If left untreated, anemia is strongly associated with HIV disease progression and an increased risk of death. Fortunately, the effects of anemia can be greatly reduced with treatment. Tell your doctor if you are experiencing extreme fatigue so you can be tested for anemia.
Menstrual irregularities or period problems are fairly common in all women, but particularly in women with weakened immune systems. These problems include irregular, heavier, lighter, painful, or stopped periods.
Some HIV drugs may cause menstrual irregularities, but more research is needed to find out for sure. One small study suggested that women using Norvir experienced heavier periods.

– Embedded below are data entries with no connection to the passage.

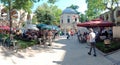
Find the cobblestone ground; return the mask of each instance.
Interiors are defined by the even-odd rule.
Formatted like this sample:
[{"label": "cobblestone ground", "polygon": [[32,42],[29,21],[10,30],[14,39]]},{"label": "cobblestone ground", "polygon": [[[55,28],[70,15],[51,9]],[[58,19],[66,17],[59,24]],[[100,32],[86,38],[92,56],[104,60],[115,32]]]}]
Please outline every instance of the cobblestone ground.
[{"label": "cobblestone ground", "polygon": [[[79,43],[76,36],[66,39],[60,37],[53,42],[53,47],[33,46],[18,53],[0,47],[2,65],[114,65],[120,60],[120,52],[104,56],[97,52],[97,57],[88,55],[89,46]],[[119,55],[118,55],[119,54]]]}]

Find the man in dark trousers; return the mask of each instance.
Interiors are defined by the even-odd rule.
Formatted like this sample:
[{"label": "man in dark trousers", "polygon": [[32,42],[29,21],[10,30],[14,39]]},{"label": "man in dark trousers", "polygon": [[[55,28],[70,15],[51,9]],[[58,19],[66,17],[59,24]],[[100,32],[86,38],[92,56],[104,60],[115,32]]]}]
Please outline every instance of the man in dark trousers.
[{"label": "man in dark trousers", "polygon": [[68,31],[66,35],[67,35],[67,39],[69,39],[70,38],[70,31]]},{"label": "man in dark trousers", "polygon": [[89,38],[90,38],[89,42],[90,42],[91,47],[90,47],[90,51],[88,52],[88,54],[91,55],[91,51],[93,49],[93,51],[94,51],[94,55],[93,56],[96,56],[96,50],[95,50],[95,44],[96,44],[95,37],[96,37],[96,35],[95,35],[95,33],[94,33],[94,31],[93,31],[92,28],[90,28],[89,30],[90,30],[90,33],[89,33]]}]

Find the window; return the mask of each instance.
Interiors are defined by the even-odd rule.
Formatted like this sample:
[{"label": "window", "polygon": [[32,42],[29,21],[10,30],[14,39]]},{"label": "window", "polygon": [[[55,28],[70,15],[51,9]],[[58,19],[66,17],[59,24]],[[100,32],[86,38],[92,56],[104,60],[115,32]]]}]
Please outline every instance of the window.
[{"label": "window", "polygon": [[117,11],[117,17],[119,17],[119,16],[120,16],[120,10]]},{"label": "window", "polygon": [[75,18],[75,22],[77,21],[77,18]]},{"label": "window", "polygon": [[67,22],[70,23],[70,19],[69,18],[67,19]]},{"label": "window", "polygon": [[108,18],[109,18],[109,17],[108,17],[108,14],[107,14],[107,15],[106,15],[106,20],[108,20]]},{"label": "window", "polygon": [[63,19],[61,20],[61,23],[63,23]]},{"label": "window", "polygon": [[70,23],[70,16],[68,16],[67,22]]}]

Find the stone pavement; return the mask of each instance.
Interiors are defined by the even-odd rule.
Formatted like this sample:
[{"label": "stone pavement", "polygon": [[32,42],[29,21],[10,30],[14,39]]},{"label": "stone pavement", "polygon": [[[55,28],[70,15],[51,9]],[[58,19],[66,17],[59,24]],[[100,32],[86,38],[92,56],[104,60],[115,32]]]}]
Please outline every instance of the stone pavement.
[{"label": "stone pavement", "polygon": [[89,46],[79,43],[77,37],[60,37],[53,47],[33,46],[18,53],[0,47],[2,65],[119,65],[120,51],[104,56],[97,51],[97,57],[88,55]]}]

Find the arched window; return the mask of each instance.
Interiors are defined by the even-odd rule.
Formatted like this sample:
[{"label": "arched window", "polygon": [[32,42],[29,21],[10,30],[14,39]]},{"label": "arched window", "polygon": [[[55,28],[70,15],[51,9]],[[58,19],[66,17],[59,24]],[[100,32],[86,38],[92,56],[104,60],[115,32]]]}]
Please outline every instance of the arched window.
[{"label": "arched window", "polygon": [[120,10],[117,11],[116,15],[117,15],[117,17],[120,16]]},{"label": "arched window", "polygon": [[61,23],[63,23],[63,19],[61,20]]},{"label": "arched window", "polygon": [[106,20],[108,20],[108,14],[106,14]]},{"label": "arched window", "polygon": [[77,18],[75,18],[75,22],[77,21]]},{"label": "arched window", "polygon": [[67,22],[70,23],[70,16],[68,16],[68,18],[67,18]]}]

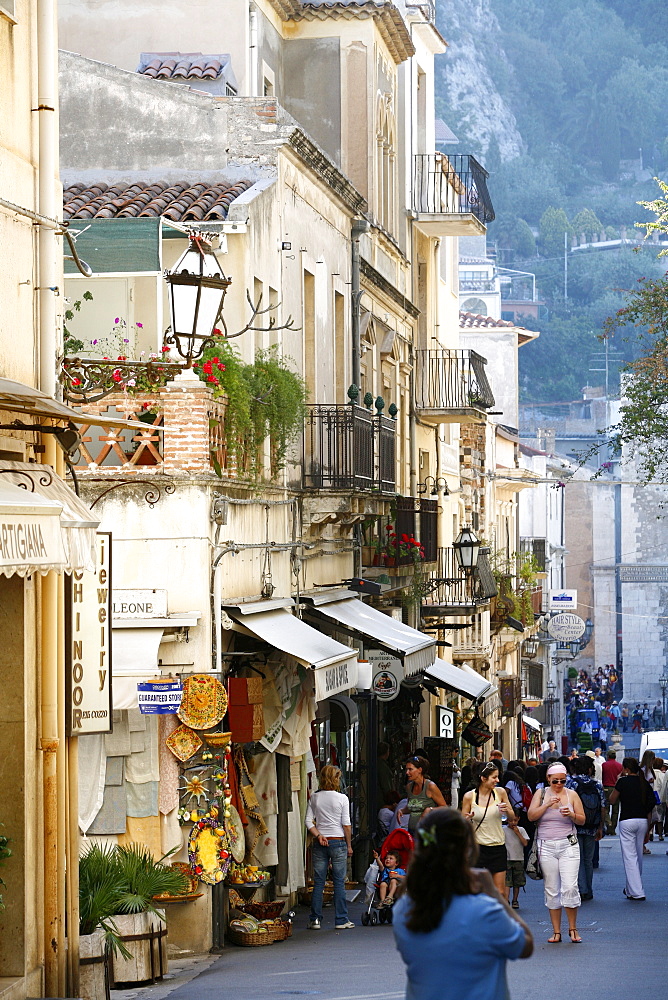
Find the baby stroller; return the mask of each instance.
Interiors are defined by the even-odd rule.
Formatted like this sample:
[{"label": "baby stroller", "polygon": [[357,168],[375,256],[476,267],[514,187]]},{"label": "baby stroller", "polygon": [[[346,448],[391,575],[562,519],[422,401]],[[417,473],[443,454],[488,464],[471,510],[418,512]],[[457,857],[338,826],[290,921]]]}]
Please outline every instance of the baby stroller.
[{"label": "baby stroller", "polygon": [[[408,868],[408,862],[413,853],[413,838],[408,830],[397,827],[392,833],[388,833],[379,851],[381,861],[384,862],[389,853],[396,854],[400,868]],[[376,874],[369,886],[371,892],[367,897],[366,910],[362,913],[362,925],[364,927],[367,927],[369,924],[374,926],[378,923],[392,923],[392,908],[380,906],[380,897],[378,894],[380,872],[375,862],[371,865],[369,872],[373,871],[374,868],[376,869]]]}]

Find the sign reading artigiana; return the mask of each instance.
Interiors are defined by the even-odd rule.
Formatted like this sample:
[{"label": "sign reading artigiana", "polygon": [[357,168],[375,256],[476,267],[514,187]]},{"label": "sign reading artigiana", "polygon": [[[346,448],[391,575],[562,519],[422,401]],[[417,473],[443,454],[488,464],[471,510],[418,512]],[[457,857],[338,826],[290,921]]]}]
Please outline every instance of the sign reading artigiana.
[{"label": "sign reading artigiana", "polygon": [[70,586],[67,725],[70,736],[110,733],[111,533],[97,533],[97,569]]}]

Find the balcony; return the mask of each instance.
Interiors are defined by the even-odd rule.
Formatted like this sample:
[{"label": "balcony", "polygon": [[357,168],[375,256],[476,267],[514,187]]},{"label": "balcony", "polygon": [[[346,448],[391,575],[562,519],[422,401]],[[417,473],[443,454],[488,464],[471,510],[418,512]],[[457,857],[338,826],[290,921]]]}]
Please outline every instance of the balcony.
[{"label": "balcony", "polygon": [[480,236],[494,219],[489,174],[474,156],[413,156],[413,218],[425,236]]},{"label": "balcony", "polygon": [[470,615],[496,596],[496,583],[489,565],[489,549],[481,549],[473,573],[466,575],[453,548],[439,548],[437,568],[426,585],[423,618]]},{"label": "balcony", "polygon": [[487,659],[492,652],[489,611],[473,615],[468,628],[452,633],[452,658],[455,660]]},{"label": "balcony", "polygon": [[415,353],[415,405],[422,417],[445,424],[485,420],[494,406],[486,358],[445,347]]},{"label": "balcony", "polygon": [[396,423],[351,403],[307,408],[304,486],[316,490],[396,488]]}]

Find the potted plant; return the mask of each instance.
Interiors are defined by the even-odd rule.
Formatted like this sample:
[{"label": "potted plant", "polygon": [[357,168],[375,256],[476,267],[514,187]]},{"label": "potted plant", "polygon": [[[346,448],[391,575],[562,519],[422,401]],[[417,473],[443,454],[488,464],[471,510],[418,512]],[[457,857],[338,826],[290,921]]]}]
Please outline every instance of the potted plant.
[{"label": "potted plant", "polygon": [[165,914],[156,907],[154,897],[178,895],[187,879],[164,860],[156,861],[143,844],[93,844],[79,859],[80,995],[84,1000],[103,996],[105,960],[111,967],[110,979],[119,983],[146,982],[167,971]]},{"label": "potted plant", "polygon": [[[12,852],[9,849],[9,837],[5,837],[3,834],[0,834],[0,864],[2,864],[3,861],[6,861],[7,858],[11,858],[11,856]],[[2,876],[0,876],[0,889],[6,884],[7,883],[4,881]],[[2,893],[0,892],[0,913],[2,913],[4,908],[5,904],[2,901]]]}]

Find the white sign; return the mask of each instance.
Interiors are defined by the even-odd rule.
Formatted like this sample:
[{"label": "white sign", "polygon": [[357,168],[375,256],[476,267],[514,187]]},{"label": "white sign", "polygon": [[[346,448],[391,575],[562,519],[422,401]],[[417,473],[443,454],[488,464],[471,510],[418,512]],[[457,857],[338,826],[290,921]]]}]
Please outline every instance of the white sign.
[{"label": "white sign", "polygon": [[585,623],[579,615],[554,615],[547,623],[547,631],[553,639],[570,642],[584,635]]},{"label": "white sign", "polygon": [[394,701],[404,679],[403,663],[382,649],[367,649],[365,655],[373,674],[371,693],[381,701]]},{"label": "white sign", "polygon": [[455,713],[445,705],[436,706],[436,735],[448,740],[455,737]]},{"label": "white sign", "polygon": [[114,590],[112,618],[166,618],[166,590]]},{"label": "white sign", "polygon": [[[56,508],[57,510],[57,508]],[[49,513],[47,511],[47,513]],[[58,567],[65,562],[60,518],[3,514],[0,517],[0,567]]]},{"label": "white sign", "polygon": [[315,700],[324,701],[333,694],[349,691],[357,684],[357,660],[344,660],[315,671]]},{"label": "white sign", "polygon": [[181,681],[146,681],[137,684],[137,702],[142,715],[172,715],[181,706]]},{"label": "white sign", "polygon": [[577,590],[551,590],[550,611],[577,611]]},{"label": "white sign", "polygon": [[71,736],[110,733],[111,533],[98,532],[97,569],[72,573],[67,650]]}]

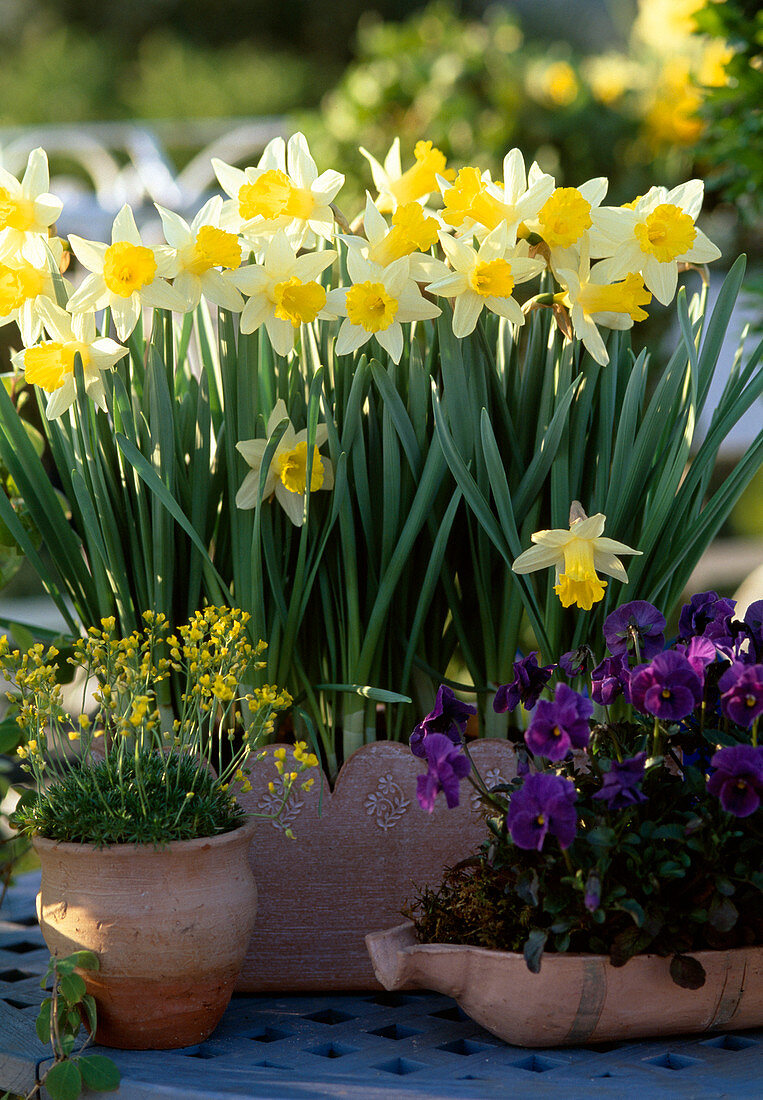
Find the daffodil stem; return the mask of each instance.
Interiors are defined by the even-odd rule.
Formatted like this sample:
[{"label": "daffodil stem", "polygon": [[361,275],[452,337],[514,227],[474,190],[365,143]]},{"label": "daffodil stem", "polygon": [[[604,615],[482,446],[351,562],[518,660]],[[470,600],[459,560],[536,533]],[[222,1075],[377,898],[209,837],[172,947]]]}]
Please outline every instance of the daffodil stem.
[{"label": "daffodil stem", "polygon": [[753,748],[757,748],[758,745],[758,722],[760,722],[760,715],[755,719],[752,724],[752,745]]}]

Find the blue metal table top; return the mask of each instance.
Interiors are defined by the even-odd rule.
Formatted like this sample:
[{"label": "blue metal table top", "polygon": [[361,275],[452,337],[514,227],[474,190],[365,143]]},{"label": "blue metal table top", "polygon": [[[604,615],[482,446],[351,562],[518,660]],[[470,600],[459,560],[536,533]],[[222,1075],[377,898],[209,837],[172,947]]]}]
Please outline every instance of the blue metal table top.
[{"label": "blue metal table top", "polygon": [[[25,876],[0,913],[0,1001],[31,1019],[48,959],[36,889],[35,876]],[[0,1090],[19,1065],[4,1038]],[[449,998],[418,992],[235,996],[198,1046],[102,1053],[120,1068],[121,1100],[763,1096],[763,1031],[524,1050],[483,1031]],[[30,1087],[44,1057],[42,1047],[30,1057]]]}]

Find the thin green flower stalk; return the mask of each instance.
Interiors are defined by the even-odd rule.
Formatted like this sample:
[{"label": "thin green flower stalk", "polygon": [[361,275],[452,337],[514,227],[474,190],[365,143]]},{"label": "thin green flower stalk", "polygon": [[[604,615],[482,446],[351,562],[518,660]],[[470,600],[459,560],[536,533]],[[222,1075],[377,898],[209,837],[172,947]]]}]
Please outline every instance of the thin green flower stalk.
[{"label": "thin green flower stalk", "polygon": [[[119,637],[107,618],[75,643],[69,663],[98,684],[94,713],[76,717],[62,706],[57,649],[21,654],[0,640],[0,669],[16,688],[9,698],[26,734],[19,756],[36,787],[16,815],[23,831],[164,842],[205,835],[194,831],[202,823],[214,833],[240,822],[234,791],[251,790],[250,761],[262,759],[258,746],[291,705],[288,692],[250,686],[265,643],[251,644],[240,610],[207,607],[174,633],[161,612],[144,612],[143,622]],[[172,677],[182,709],[168,725],[159,699]],[[294,755],[288,773],[275,758],[284,804],[295,783],[309,789],[304,773],[318,763],[304,743]],[[86,822],[77,822],[77,810]]]}]

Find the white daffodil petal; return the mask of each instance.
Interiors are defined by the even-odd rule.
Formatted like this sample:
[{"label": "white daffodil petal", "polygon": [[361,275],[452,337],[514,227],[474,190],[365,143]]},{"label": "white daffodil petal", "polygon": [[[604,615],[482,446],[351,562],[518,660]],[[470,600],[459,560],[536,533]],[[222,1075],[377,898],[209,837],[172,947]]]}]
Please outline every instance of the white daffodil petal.
[{"label": "white daffodil petal", "polygon": [[519,555],[511,568],[515,573],[534,573],[536,569],[548,569],[562,561],[563,555],[555,547],[531,546]]}]

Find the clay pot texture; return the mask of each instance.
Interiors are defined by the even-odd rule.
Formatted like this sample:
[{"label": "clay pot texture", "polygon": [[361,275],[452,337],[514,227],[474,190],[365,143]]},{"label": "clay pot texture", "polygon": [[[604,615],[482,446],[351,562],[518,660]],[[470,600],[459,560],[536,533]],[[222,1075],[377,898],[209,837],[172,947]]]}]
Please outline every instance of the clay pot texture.
[{"label": "clay pot texture", "polygon": [[206,1039],[233,993],[257,909],[254,823],[164,848],[95,848],[36,837],[37,916],[53,955],[93,951],[81,971],[96,1041],[167,1050]]},{"label": "clay pot texture", "polygon": [[[251,813],[281,804],[272,751],[252,764],[251,792],[237,796]],[[516,774],[508,741],[475,741],[469,751],[488,784]],[[309,791],[294,785],[277,821],[259,820],[249,858],[261,904],[237,989],[380,989],[365,933],[399,922],[418,887],[437,885],[487,835],[467,784],[455,809],[442,796],[433,813],[421,809],[416,779],[425,770],[407,745],[377,741],[353,753],[333,791],[319,773]]]},{"label": "clay pot texture", "polygon": [[522,955],[416,940],[410,922],[366,937],[385,989],[434,989],[454,997],[507,1043],[554,1047],[650,1035],[737,1031],[763,1025],[763,947],[695,951],[707,975],[682,989],[670,959],[636,955],[614,967],[605,955],[543,956],[532,974]]}]

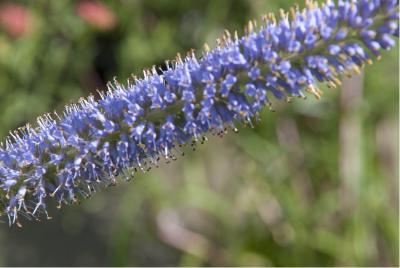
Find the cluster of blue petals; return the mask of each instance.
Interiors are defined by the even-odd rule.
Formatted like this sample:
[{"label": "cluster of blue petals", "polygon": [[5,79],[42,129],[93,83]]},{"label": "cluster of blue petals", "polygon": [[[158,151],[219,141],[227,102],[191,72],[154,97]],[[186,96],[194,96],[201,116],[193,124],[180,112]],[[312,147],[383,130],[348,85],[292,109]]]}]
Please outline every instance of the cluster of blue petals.
[{"label": "cluster of blue petals", "polygon": [[[114,82],[99,100],[88,97],[45,115],[0,147],[0,215],[47,215],[46,200],[61,205],[112,185],[127,171],[174,159],[180,146],[251,124],[270,98],[317,97],[317,82],[340,83],[371,56],[395,46],[397,0],[359,0],[318,6],[308,2],[280,19],[249,23],[245,36],[228,32],[200,58],[189,53],[165,70]],[[290,17],[290,18],[289,18]]]}]

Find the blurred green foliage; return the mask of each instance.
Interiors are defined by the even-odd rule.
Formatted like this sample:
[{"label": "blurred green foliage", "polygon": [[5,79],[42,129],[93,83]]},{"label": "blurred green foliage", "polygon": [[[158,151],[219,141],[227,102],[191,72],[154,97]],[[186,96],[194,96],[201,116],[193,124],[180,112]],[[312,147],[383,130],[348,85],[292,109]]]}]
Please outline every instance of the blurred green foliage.
[{"label": "blurred green foliage", "polygon": [[[28,30],[0,33],[3,138],[104,90],[114,75],[140,75],[214,44],[225,28],[242,32],[248,19],[294,4],[104,1],[103,18],[116,22],[105,29],[78,14],[80,1],[19,3]],[[325,88],[321,101],[276,103],[255,129],[210,137],[177,162],[54,210],[51,221],[1,225],[0,264],[398,266],[398,58],[397,47],[367,67],[350,110],[340,90]],[[357,141],[351,148],[346,131]],[[356,176],[346,176],[347,160],[359,163]]]}]

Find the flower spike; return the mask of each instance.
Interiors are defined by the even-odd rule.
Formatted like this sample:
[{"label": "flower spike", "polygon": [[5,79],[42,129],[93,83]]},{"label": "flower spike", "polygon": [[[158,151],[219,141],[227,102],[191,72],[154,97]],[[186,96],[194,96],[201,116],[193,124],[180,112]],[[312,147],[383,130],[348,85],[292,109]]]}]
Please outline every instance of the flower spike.
[{"label": "flower spike", "polygon": [[48,198],[77,202],[128,171],[175,160],[206,133],[252,125],[273,97],[320,98],[317,82],[336,87],[339,75],[395,46],[398,12],[397,0],[307,1],[260,26],[250,21],[244,37],[225,31],[201,58],[178,54],[165,70],[153,67],[126,85],[114,79],[98,101],[89,96],[10,133],[0,147],[0,216],[10,224],[19,215],[48,217]]}]

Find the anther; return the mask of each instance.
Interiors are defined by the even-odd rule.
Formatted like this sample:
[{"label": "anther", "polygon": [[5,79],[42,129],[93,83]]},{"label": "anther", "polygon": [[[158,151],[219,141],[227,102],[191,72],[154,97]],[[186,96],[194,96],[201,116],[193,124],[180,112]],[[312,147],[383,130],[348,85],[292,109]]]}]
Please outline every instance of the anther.
[{"label": "anther", "polygon": [[211,51],[210,46],[207,43],[204,43],[203,47],[206,53],[209,53]]}]

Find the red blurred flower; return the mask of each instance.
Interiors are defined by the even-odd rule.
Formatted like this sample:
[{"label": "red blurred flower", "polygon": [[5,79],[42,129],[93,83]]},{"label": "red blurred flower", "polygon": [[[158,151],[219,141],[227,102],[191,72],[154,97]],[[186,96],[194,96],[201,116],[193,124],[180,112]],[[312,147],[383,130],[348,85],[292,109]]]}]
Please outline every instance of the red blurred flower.
[{"label": "red blurred flower", "polygon": [[115,13],[106,5],[95,0],[84,0],[76,5],[76,13],[99,30],[112,30],[117,25]]},{"label": "red blurred flower", "polygon": [[29,11],[21,5],[6,3],[0,6],[0,26],[13,38],[18,38],[32,28]]}]

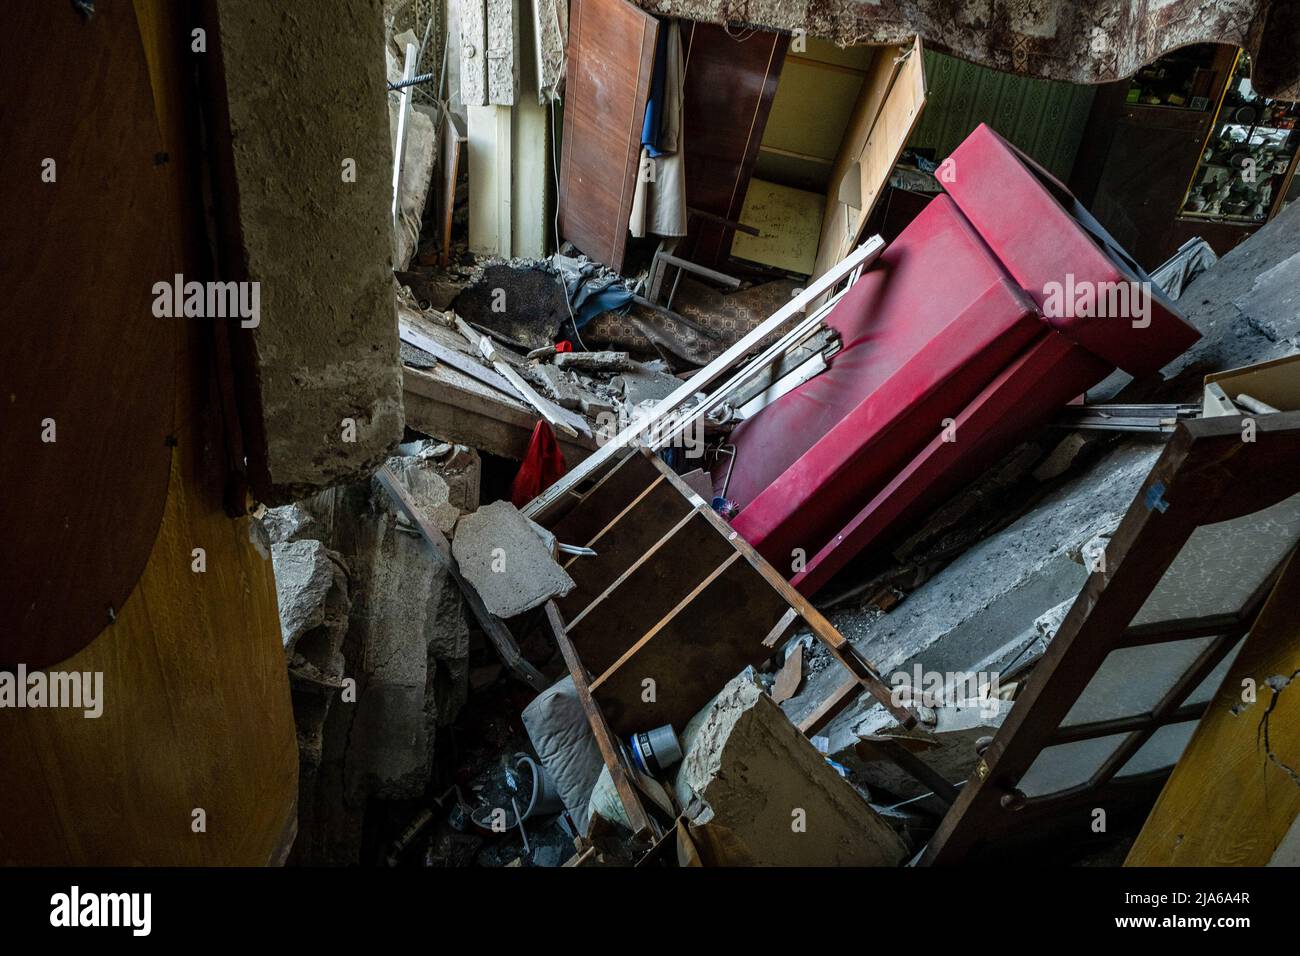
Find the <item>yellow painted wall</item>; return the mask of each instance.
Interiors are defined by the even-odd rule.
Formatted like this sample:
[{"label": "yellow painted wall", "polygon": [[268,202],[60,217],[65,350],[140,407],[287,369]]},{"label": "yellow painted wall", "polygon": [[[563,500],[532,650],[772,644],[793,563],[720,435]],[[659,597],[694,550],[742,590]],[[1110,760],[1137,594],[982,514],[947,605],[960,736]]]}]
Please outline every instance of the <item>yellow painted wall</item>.
[{"label": "yellow painted wall", "polygon": [[807,38],[786,53],[754,175],[799,189],[824,191],[874,47]]}]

If you’re taking HIV therapy, watch out for any changes in your bleeding, and be sure to tell your health care provider if you have heavier, prolonged, or more frequent periods.
Being HIV+ and a woman puts you at higher risk for bone diseases such as osteoporosis and osteopenia. These diseases cause weaker bones that can break more easily. Talk to your doctor about the following methods of protecting your bones:
Side Effects or Toxicities during Pregnancy
The majority of studies done to date have shown that taking HIV drugs during pregnancy does not increase the risk of birth defects. However, there are certain HIV drugs that should not be used by pregnant women because of potential problems for the mother or the baby.
If you are pregnant or thinking about getting pregnant, speak to your health care provider about all of your prescriptions to be sure there are no specific warnings for pregnant women.